Once we begin to study Lin Shu’s translations more full, we will want to address several questions:
How much do these translations demonstrate that Lin Shun and Chen Jialin knew about Chaucer, his works, and his cultural context?
Who were their imagined audience? Did the translations present themselves as entertainment or works of learning?
Do the tales and any accompanying paratexts use Chaucer’s texts to comment on contemporary cultural debates through revisions to the source text, a practice Hill’s study reveals in Lin Shu’s translations of Dicken’s novels and Stowe’s Uncle Tom’s Cabin?
Do these translations maintain or adjust or dismiss Clarke’s (embedded) moralities?
Do these translations continue Clarke’s efforts to create a sense of chronological distance via archaic vocabulary and syntax?
Did the translations introduce neologisms from English or press Chinese terms into new meanings?
How well do these translations maintain the guwen style that marked Lin Shu’s earlier translations?

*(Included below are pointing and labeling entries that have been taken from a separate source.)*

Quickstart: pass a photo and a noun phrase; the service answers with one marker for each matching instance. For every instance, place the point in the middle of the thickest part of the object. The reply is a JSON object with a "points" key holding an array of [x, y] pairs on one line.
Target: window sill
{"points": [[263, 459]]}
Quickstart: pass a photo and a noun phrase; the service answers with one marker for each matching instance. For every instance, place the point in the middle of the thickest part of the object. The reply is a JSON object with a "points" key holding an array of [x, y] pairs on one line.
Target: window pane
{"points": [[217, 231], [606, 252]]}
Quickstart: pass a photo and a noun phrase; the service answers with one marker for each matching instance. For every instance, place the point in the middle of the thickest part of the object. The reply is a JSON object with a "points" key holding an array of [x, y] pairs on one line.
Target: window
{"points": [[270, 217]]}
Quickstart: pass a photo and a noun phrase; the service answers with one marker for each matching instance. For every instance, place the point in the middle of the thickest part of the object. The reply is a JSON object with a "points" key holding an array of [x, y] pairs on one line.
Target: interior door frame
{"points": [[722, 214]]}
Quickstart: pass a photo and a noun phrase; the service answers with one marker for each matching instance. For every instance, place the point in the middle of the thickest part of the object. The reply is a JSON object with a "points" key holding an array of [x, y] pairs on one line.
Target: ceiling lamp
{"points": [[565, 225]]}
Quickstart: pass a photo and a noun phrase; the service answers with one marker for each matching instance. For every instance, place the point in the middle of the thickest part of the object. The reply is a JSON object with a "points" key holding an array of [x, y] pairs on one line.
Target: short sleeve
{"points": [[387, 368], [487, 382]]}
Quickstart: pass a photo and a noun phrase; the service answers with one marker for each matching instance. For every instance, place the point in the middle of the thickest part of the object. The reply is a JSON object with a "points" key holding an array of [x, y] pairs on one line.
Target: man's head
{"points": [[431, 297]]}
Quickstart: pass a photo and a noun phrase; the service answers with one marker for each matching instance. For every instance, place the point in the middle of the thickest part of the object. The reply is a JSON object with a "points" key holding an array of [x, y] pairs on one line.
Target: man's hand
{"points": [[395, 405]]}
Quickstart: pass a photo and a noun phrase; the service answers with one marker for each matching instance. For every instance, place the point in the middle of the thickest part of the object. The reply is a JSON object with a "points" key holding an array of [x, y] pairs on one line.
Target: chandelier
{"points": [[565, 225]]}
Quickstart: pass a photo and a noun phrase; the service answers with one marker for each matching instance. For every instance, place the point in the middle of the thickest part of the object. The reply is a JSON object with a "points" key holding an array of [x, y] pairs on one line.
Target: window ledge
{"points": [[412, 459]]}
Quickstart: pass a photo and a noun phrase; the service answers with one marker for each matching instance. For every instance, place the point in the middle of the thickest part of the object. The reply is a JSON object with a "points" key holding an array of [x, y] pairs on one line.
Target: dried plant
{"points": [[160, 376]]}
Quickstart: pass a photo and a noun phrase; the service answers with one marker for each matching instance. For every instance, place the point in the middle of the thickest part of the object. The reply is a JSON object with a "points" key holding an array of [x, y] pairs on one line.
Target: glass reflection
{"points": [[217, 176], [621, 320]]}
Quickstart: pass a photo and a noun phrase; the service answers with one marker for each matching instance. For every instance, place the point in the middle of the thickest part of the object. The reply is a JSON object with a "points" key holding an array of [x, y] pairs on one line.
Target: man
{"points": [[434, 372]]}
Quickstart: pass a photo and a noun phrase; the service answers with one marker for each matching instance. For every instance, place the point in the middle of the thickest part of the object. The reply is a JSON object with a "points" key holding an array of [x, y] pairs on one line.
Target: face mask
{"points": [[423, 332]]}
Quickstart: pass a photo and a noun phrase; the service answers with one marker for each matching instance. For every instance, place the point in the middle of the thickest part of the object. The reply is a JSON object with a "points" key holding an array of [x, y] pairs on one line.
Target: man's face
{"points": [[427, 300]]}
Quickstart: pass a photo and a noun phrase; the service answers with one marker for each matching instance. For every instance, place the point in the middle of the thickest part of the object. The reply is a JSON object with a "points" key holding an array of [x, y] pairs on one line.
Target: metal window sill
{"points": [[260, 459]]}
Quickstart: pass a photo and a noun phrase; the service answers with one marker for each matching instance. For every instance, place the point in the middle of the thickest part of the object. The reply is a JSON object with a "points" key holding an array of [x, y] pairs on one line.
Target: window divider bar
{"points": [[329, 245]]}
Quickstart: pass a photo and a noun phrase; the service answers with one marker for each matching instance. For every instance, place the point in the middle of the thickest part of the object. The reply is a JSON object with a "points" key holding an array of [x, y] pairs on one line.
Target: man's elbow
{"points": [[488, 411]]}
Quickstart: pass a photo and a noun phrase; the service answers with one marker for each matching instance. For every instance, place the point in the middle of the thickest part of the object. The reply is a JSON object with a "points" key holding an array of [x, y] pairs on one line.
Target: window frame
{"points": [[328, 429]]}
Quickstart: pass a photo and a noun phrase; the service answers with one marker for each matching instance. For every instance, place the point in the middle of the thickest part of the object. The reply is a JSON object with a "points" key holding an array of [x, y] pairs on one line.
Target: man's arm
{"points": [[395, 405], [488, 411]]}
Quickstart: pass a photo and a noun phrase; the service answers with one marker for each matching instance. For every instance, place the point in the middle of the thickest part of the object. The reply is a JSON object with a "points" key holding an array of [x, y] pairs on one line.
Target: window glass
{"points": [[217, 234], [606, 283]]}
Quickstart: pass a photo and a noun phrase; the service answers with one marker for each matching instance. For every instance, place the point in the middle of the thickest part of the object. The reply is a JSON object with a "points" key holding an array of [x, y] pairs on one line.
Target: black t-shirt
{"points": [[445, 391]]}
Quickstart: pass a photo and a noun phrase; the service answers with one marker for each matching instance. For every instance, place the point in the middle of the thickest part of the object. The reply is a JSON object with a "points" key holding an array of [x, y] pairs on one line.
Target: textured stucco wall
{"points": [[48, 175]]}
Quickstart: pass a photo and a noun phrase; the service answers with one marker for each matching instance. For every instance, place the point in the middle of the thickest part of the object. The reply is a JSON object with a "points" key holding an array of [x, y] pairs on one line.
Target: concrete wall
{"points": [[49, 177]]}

Lin Shu’s Chaucerian translations also have much to reveal about the unnatural division between original works and translation, and they contribute to our thinking about translation in at least three ways. First, as Michael Hill persuasively argues, these translations deserve to be studied as translations (and not as debased adaptations) because they were presented and received as translations. At the same time, they also merit study as original works of literature specific to a volatile time and place. Finally, they need to be studied as possible fictitious translations, which, as Gideon Toury argues, “try and put the cultural gatekeepers to sleep by presenting a text as if it were translated” (“Enhancing Cultural Changes by Means of Fictitious Translations,” in Translation and Cultural Change: Studies in History, Norms, and Image Projection, ed. Eva Hung [John Benjamin Publishing, 2005]: 3-17). (This third aspect is particularly interesting vis-à-vis Lin Shu because, according to Hill, in the 1910s and 1920s, Lin’s rivals raised more objections to his prose style than to possible inaccuracies in his work.) It doesn’t require placing much pressure on any of these approaches to reveal their constant overlap and interplay with one another, and Chinese Chaucers look like a good place to start.